There is no approved treatment for alopecia areata, an autoimmune disease in which the immune system attacks hair follicles, causing hair to fall out in small patches. According to the National Alopecia Areata Foundation, current treatments are borrowed from other disease areas and may work for some people but not others. These include oral, topical and injected corticosteroids.
“They’re not really long-term therapies for anyone,” Tung said. “The intralesional injections tend to be more effective. But they’re inconvenient and painful from what we hear from patients.”
Because patients receive one injection for a small area of scalp, someone with a large area of hair loss would need many injections.
“Those need to be repeated on a monthly basis. Really, no one tolerates them for any significant amount of time,” Tung said.
Topical steroids come with their own problems. They tend to be less effective and can cause skin sensitivity or thinning of the skin.
CTP-543 is an oral drug taken twice a day. The study tested it for 24 weeks, or six months, but Concert hasn’t gathered enough data to decide how long a treatment period should last.

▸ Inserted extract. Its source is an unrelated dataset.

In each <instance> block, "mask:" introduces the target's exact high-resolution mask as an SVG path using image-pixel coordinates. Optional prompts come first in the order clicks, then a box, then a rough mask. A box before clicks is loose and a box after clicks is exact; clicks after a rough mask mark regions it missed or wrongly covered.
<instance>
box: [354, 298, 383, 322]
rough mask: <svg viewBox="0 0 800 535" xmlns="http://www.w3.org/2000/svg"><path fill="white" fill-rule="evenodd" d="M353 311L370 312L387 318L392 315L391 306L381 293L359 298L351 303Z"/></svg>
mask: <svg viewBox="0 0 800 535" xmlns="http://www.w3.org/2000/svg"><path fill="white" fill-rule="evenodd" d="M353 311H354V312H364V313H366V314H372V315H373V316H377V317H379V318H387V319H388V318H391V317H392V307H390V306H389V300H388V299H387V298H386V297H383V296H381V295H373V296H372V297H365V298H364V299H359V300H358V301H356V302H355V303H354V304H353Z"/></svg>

Concert started a long-term, open-label extension study into which patients in the 12 mg dose group can enroll.
“We think six months is on the short end of what is going to define the efficacy of this compound and other compounds with similar mechanisms,” Tung said. “What we’re seeing as we go from week 12 to 16 to 20 to 24 is that the efficacy continues to climb over that time frame.”
Although a twice-daily pill is a walk in the park compared to dozens of steroid injections, Concert has a pair of open-label phase 2 studies looking at once-daily doses. One is testing 16 mg once a day versus 8 mg twice a day and is due to read out by the end of the year. The second will compare 24 mg once a day to 12 mg twice a day and will have a good number of patients enrolled by then.
Armed with these data, as well as the data announced Tuesday, the company plans to meet with the FDA in early 2020 to map out what its registrational program should look like. The goal is to kick off a phase 3 study later next year.